Sexuality

Sexuality Jokes

"Give it to me! Give it to me!" she yelled. "I'm so wet, give it to me now!" She could scream all she wanted, but I was keeping the umbrella.

Jack and Jill went up the hill. So Jack could lick her candy.

But Jack got a shock and a mouthful of cock.

Because Jill's real name was Randy.

A man is consoling his nine-year-old daughter after she had been sexually assaulted.

"You need to be more careful," he said as he wrapped his arm around her, "this time it was me, next time it could be a total stranger."

What do you call physically handicapped, homophobic, heterosexual men and women in wheelchairs?

Mixed nuts.

Jack and Jill went up the hill, so Jack could lick her candy. But Jack got a shock and a mouth full of cock, 'cause Jill's real name was Randy.

One day, a girl was showering with her mom.
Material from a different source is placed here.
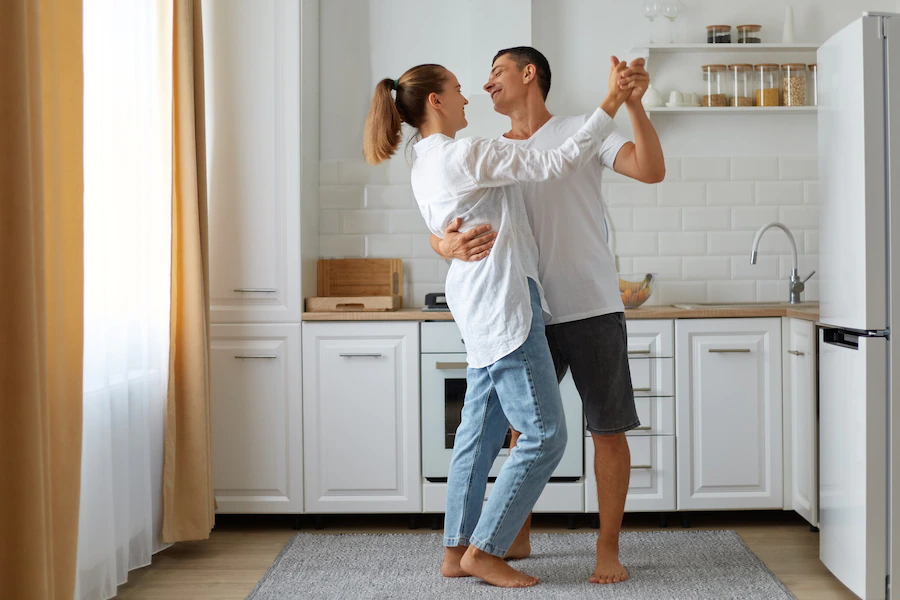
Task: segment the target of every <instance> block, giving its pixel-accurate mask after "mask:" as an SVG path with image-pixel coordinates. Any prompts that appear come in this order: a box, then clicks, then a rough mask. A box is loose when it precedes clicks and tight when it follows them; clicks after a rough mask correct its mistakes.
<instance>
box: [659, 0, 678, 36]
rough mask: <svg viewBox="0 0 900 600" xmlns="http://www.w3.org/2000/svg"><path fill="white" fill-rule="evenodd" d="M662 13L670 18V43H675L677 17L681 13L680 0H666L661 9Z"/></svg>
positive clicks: (667, 17)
She pointed at her mom's breasts and asked: "When can I get these?" Her mother replied: "In about 6 to 7 years when you grow up :)".
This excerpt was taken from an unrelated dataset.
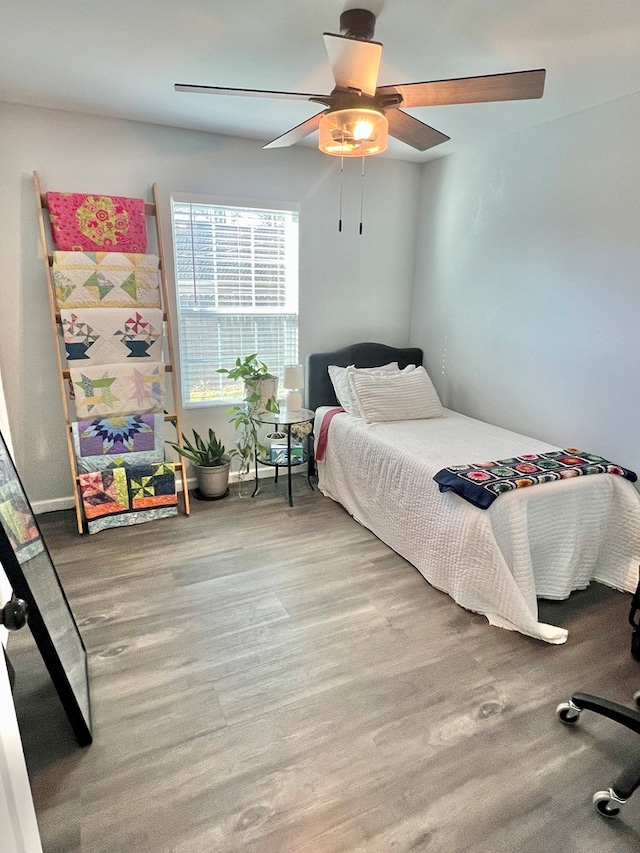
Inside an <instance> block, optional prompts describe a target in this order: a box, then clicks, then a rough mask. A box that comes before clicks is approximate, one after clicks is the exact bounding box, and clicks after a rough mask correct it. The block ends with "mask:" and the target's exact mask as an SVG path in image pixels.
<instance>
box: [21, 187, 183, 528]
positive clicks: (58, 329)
mask: <svg viewBox="0 0 640 853" xmlns="http://www.w3.org/2000/svg"><path fill="white" fill-rule="evenodd" d="M33 183H34V189H35V195H36V205H37V211H38V219H39V227H40V239H41V243H42V253H43V258H44V265H45V274H46V282H47V291H48V297H49V309H50V315H51V327H52V332H53V335H54V339H55V341H56V361H57V367H58V371H57V372H58V381H59V386H60V397H61V400H62V407H63V414H64V419H65V432H66V441H67V451H68V454H69V465H70V468H71V476H72V481H73V485H74V489H73V492H74V493H73V497H74V505H75V512H76V522H77V526H78V533H83V532H84V512H83V507H82V496H81V493H80V488H79V485H78V465H77V461H76V453H75V448H74V444H73V437H72V426H71V424H72V420H73V418H72V417H71V405H72V403H71V395H70V371H69V369H68V367H67V364H66V357H65V349H64V339H63V334H62V321H61V317H60V313H59V312H58V309H57V305H56V298H55V287H54V282H53V270H52V268H53V249H52V242H53V241H52V238H51V236H50V235H51V228H50V221H48V220H49V206H48V203H47V196H46V193H43V192H42V189H41V186H40V179H39V176H38V173H37V172H34V173H33ZM152 194H153V201H152V202H147V203H146V204H145V214H146V216H147V219H148V220H149V219H153V221H154V223H155V228H154V231H155V236H156V241H157V247H158V257H159V258H160V263H159V274H160V295H161V302H162V318H163V326H164V333H165V336H166V345H167V355H168V361H165V362H164V370H165V382H166V383H167V386H168V390H170V395H168V399H170V400H171V406H172V408H173V409H174V411H171V412H166V411H165V414H164V420H165V423H169V424H171V425H172V427H173V428H174V429H175V431H176V439H175V440H176V442H177V443H178V444H179V445H180V446H182V424H181V418H180V413H179V411H178V407H177V401H178V400H179V399H180V398H179V396H178V394H179V390H178V387H177V379H176V372H175V370H174V364H175V361H174V347H173V335H172V332H171V316H170V312H169V304H170V303H169V292H168V285H167V272H166V264H165V253H164V243H163V239H162V227H161V222H160V206H159V203H158V185H157V184H155V183H154V184H153V189H152ZM174 464H175V468H176V473H178V472H179V473H180V477H181V480H182V507H183V511H184V513H185V515H189V513H190V511H191V509H190V501H189V490H188V487H187V465H186V463H184V462H182V461H176V462H175V463H174Z"/></svg>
The other day, the girl's showering with her dad, and she pointed at his penis and asked: "When can I get this?" Her dad looked around and replied: "In about 20 minutes when your mom leaves the house."

Why did a minister who is a Christian nationalist and a bisexual man give anonymous blowjobs to physically handicapped gay men under the handicapped stalls inside the men's restrooms at a rest area?

He wanted to eat footlong hotdogs for lunch at the rest area, but he wanted a sample first (taster).

Why is sucking cock inside the confessional booth the only thing that a catholic priest doesn't have to give up for lent?

Because catholic priests don't have to be vegetarians during lent.